From the moving affidavits it appears that the attorneys were retained by the individuál defendants in April, 1939, at which time plaintiff was threatening suit. From then until the conclusion of the trial, almost six years later, legal services were continuously performed under the retainer. There were preliminary motions upon voluminous affidavits in which questions of law were raised. There was an examination before trial. There were investigations which required the examination of numerous books, records and documents, and the interrogation of witnesses. There were conferences among the parties in which the attorneys and accountants participated. Nine lawyers from the office of the defendants’ attorneys took part, in the preparation for trial. The issues covered transactions extending back many years. During the period of the retainer the principal attorney devoted some seven hundred hours to the case, while the attorneys assisting him devoted approximately twelve hundred hours to the case. The trial was protracted and involved the litigation of a number of complex issues. Upon the foregoing facts, and in view of the professional standing, experience and extreme competence of the attorneys, I find that the agreed counsel fee in the sum of $8,500 is reasonable in the circumstances, and that the amount thereof should be assessed upon the corporation.
(2) The corporation seeks to have taxed as costs against the plaintiff pursuant to section 61-b of the General Corporation Law “ the reasonable expenses, including attorney’s fees which * * * [it incurred] in connection with such action and by other parties defendant in connection therewith for which it may become subject pursuant to section sixty-one-a of this chapter * * * in such amount as the court having jurisdiction shall determine * * So far as pertinent, section
The plaintiff herein is the holder of more than 5% of the stock of the defendant corporation, and therefore was under no obligation to post security. It is contended in support of this application that he is nevertheless under a duty to reimburse the corporation “ for the reasonable expenses, including attorney’s fees, which may be incurred by it in connection with such action and by the other parties defendant * * * for which it may become subject pursuant to section sixty-one-a * # The contention proceeds upon the view that the right to reimbursement from all unsuccessful plaintiffs, regardless of the extent or value of their stockholdings, is implicit in the statute, if the legislativé intent is to be effectuated. It is argued that the legislation was designed to protect corporations against exposures to “ reckless and irresponsible stockholders, who could without danger or financial risk to themselves, institute groundless actions charging fraud and mismanagement.” It is said that the reason why small stockholders are required to post security, is because the successful defendant corporation has ready recourse against the fund represented by more substantial stockholdings. I cannot assent to this view. Stockholders’ suits provide a wholesome remedy and often the only direct means of exposing mismanagement and corruption in the direction of corporate activities. In the absence of compelling language I cannot ascribe to the Legislature an intent to burden such remedy with restrictions more onerous than those applicable to actions generally. A fair reading of the statute discloses an intent not to discourage derivative stockholders’ actions generally but to impose conditions designed to secure more substantial representation among complaining stockholders as some measure of insurance against the abuses
The statute must be construed so as to suppress the mischief and advance the remedy, and so construed it must be held to impose the duty of reimbursement only upon unsuccessful plaintiffs in stockholders’ actions who hold less than 5% of the stock of the corporation unless their shares have a market value in excess of $50,000.
Defendants contend that such a construction would render the statute unconstitutional as providing for a distinction among stockholders which bears no reasonable relation to the object to be accomplished. I am mindful of the rule that where a statute is susceptible of two constructions, one of which will make it constitutional and the other unconstitutional, the former will be adopted. “ There is no constitutional prohibition against class legislation as such if the classification is based on some reasonable ground, and is not essentially arbitrary.” (People v.
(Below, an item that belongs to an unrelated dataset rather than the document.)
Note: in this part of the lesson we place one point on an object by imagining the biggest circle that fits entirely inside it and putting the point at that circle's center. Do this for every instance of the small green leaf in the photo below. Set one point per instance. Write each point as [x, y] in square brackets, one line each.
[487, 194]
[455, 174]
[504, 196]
Beakes Dairy Co., 222 N. Y. 416, 429.) The test is whether the classification rests “ upon some difference which bears a reasonable and just relation to the act in respect to which the classification is proposed * * *.” (Frost v. Corporation Commission, 278 U. S. 515, 522-523.) The classification here reviewed, rests upon a presumed legislative finding that there are abuses attending the maintenance of actions by stockholders of the class designated which do not exist in the maintenance of actions by other stockholders. The statute is designed solely to attack those abuses, and its classification with that end in view, cannot be said to be arbitrary or capricious. The application under section 61-b is accordingly denied.
(3) The application of the corporation for an additional allowance pursuant to sections 1513 and 1514 of the Civil Practice Act, upon the ground that the case is difficult and extraordinary, is granted, without opposition.
See Wolf v. Atkinson, 182 Misc. 675.— [Rep.